For the second year in a row, Alberta beekeepers are hearing less buzzing from their hives.

A pest manager with the provincial government says bee populations in over-wintered colonies are down by 25 per cent -- 10 per cent more than normal.

Honey farmer Ernie Martens, who normally runs 1,000 hives in northern Alberta, estimates he's lost 70 per cent of his insects.

"We're trying to figure out ways to rebuild, but I'm not sure how," he said from his farm in La Crete, which is about 800 kilometres north of Edmonton.

Martens said he's been careful to control pests, mites and other stresses on his bees, but suspects he may be facing a mystery ailment that has plagued beekeepers in the United States since 2006.

Beekeepers are finding that adult bees are simply gone, with no evidence of dead bees in the colony.
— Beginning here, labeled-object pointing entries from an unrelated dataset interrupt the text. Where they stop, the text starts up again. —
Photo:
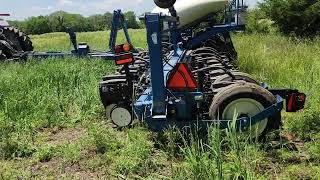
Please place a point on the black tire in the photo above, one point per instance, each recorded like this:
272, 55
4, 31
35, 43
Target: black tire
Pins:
19, 40
245, 90
237, 76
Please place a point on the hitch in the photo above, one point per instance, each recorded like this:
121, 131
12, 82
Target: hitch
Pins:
295, 101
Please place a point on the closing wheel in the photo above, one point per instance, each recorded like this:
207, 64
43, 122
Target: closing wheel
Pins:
109, 108
121, 117
246, 100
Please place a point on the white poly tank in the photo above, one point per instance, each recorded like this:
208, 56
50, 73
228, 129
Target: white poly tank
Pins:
191, 10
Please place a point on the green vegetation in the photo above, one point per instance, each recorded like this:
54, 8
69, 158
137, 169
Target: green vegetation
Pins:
52, 123
294, 17
60, 20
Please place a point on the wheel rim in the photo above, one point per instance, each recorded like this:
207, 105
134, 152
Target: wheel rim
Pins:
121, 117
246, 107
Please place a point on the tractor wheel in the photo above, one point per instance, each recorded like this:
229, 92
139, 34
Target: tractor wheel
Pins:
18, 40
237, 76
247, 100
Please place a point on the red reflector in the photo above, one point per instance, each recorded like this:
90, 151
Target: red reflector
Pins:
181, 78
295, 101
124, 59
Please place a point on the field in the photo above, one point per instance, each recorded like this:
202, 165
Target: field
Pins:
52, 124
There is currently no known cause for the phenomenon.

Two winters ago, Alberta beekeepers were devastated by an average 30 per cent winterkill rate. An additional 15 per cent of surviving hives were considered weak.

"It was mainly due to mites, and a few other bee diseases," said Paul Laflamme, head of Alberta Agriculture and Food's pest management branch.

But it's not just beekeepers who risk losing their jobs. If heavy losses persist, Alberta's $3.2-billion canola industry would be decimated.